Business confidence surged to 6 from minus 3 in August, a separate private report released a day earlier showed, as confidence increased in all industries. It averaged 0.5 point under Labor.
“You wouldn’t believe the nature of the change in the conversations we’ve had with companies over the last two weeks, over how confidence is coming back,” Dion Hershan, head of Australian equities at Goldman Sachs Asset Management Ltd., told reporters today at a Melbourne briefing. “That’s not to say it’s all going to be smooth sailing, but I think you can draw a clear link between stronger business confidence, business capex outside of the resources sector and employment outside the resources sector.”

Home Prices

Lower rates have spurred the property market in Sydney, Australia’s biggest city, where house and apartment prices climbed 7.4 percent in the eight months to Aug. 31, compared with a national average of 5.1 percent, according to the RP Data-Rismark Home Value Index. More than 85 percent of the homes that went to auction in the city sold successfully in the first weekend in September, the highest rate since 2008, according to Australia & New Zealand Banking Group Ltd. (ANZ)

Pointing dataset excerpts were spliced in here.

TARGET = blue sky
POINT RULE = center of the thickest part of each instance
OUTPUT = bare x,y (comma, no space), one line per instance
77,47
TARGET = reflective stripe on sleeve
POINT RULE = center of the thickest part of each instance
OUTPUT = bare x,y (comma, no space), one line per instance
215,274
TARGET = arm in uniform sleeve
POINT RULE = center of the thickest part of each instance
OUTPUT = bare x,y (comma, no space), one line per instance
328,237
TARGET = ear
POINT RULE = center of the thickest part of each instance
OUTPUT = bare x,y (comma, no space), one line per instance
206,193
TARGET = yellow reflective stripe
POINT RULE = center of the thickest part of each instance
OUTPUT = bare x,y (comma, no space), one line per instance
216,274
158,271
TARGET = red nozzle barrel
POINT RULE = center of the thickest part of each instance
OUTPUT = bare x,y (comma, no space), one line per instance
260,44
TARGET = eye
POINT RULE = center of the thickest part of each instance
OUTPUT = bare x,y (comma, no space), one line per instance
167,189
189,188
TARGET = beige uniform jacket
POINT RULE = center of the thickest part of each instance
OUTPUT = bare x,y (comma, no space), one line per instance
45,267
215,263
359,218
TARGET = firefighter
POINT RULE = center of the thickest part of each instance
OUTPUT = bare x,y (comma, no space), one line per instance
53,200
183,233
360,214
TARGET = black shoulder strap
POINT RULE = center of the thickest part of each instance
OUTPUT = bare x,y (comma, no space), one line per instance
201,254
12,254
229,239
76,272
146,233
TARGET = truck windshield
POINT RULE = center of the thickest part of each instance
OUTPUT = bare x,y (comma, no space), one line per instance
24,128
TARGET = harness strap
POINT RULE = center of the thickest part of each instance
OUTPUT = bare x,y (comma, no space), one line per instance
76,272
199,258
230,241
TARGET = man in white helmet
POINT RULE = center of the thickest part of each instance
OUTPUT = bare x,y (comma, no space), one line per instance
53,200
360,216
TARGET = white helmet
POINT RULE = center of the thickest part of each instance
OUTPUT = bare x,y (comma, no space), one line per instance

“The east coast of Australia seems to be gathering a lot of momentum at the moment,” said John McGrath, chief executive officer of McGrath Estate Agents, who forecast in a Sept. 13 interview that prices could rise by between 5 percent and 10 percent in Sydney in the next year.
Still, traders are pricing in about a 30 percent chance the RBA will lower borrowing costs by a quarter percentage point to a fresh record low of 2.25 percent by year-end, according tointerest-rate swaps data compiled by Bloomberg.
“This is going to be a challenging political economy for the governor,” said Peter Jolly, Sydney-based head of market research for National Australia Bank Ltd. “If you take interest rates to super-low levels and keep them there for a long time, you can have big and unhelpful impacts on asset prices like housing.”